Problem with GPU-enabled pair styles

Dear all, I’m a new LAMMPS user who has been recently involved in a project using LAMMPS for coarse-grained MD simulations. The systems under investigation are nucleosomes, so both proteins and nucleic acids. We found an implemented HPS model for this kind of systems in the literature, but the developers included the hybrid/overlay pair style in the model, which is not running on GPUs:

pair_style hybrid/overlay table linear 4001 coul/long 40.0

bond_style hybrid table linear 3001 harmonic
angle_style hybrid table linear 3001 zero

Are there possible ways to overcome the problem without laying hands on the LAMMPS code?

Thank you all in advance!

What kind of system are you running on? CPU, GPU, OS etc.?
What command line are you using to run LAMMPS?
What kind of speedup do you need from using the GPU?

Actually I’m running on CPUs, but they asked me if it’s possible to speed up the simulation with the use of GPUs.
The command line I’m using is: mpirun --oversubscribe -np 8 lmp -in LAMMPS.run.inp (on a supercomputer with both MPI and OpenMP).
Since I’m performing tests on smaller systems (for example only one NCP, and I’m trying to set up a simulation with 10 NCPs - the intention is to increase the number of nucleosomes of at least one order of magnitude), and with an NCP of less than 3k atoms and 1k ions, the actual performance is more than 5 hours wall time with 1 NCP system for 4 ns MD.

So on what grounds do you then make the claim that pair style hybrid/overlay cannot be used with GPUs?

Who is “they”?

This information is useless without knowing what kind of hardware you are running on.
Why do you use --oversubscribe? Isn’t that counterproductive?

That sounds like a rather small system altogether.

That doesn’t sound like a lot. I’ve known projects where people had to run for weeks or months on thousands of processors (but those were quite a bit larger and were using more complex potentials).

LAMMPS has very good strong and weak scaling, especially for systems that do not require long-range electrostatics, so you should be able to get a good speedup when using more processors for a larger system.

Yes, you can.

As I could understand from the documentation pair_style hybrid command — LAMMPS documentation (maybe I’m wrong). In addition to that, when I try to run simulations with GPUs enabled following the suggestions of the help desk (mpirun -gpu -np 4 --map-by socket: PE=8 --rank-by core lmp -k on g 4 -sf kk -in in.lj # 4 MPI tasks, 4 GPUs) it returns a segmentation fault.

My supervisors.

The characteristics of each node are the following:
–ntasks-per-node=4 # Number of MPI ranks per node
–cpus-per-task=8 # Number of threads per MPI rank
–gres=gpu:4 # Number of requested gpus per node, can vary between 1 and 4

(If it helps, I’m running on Leonardo cluster of CINECA)

Well, this is an interesting point, since it’s the first time for me with this kind of system and simulation, and I’d no idea about the performances. Thank you!
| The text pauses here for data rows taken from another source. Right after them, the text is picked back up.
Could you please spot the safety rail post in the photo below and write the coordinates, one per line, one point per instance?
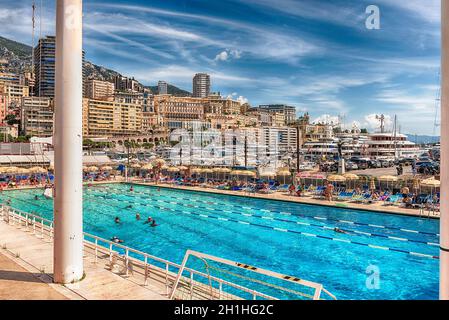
(110, 257)
(126, 261)
(166, 278)
(145, 282)
(96, 249)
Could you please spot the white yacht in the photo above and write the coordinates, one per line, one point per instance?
(389, 146)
It is very important for any of these kinds of discussions, that you report which LAMMPS version you are using exactly and how it was compiled. If you capture the output from lmp -help and report everything up to the “List of individual style options included in this LAMMPS executable”, it should contain almost all of the useful information.

Any advice that is given by any of the LAMMPS developers will usually refer to the latest (feature) release which is also what the default online documentation corresponds to. Currently, that is LAMMPS version 7 Feb 2024

The pair style hybrid documentation explicitly lists this:

Accelerator Variants: hybrid/overlay/kk

When you run with the GPU package, no special pair style is needed, but you need to keep creating the neighbor list on the CPU. LAMMPS should tell you this. This is done with: -sf gpu -pk gpu 0 neigh no

When you run with the KOKKOS package, you either need to have a GPU-aware MPI library or you need to tell LAMMPS that it is not with: -pk kokkos gpu/aware off. The segfault you are seeing is likely a consequence of that.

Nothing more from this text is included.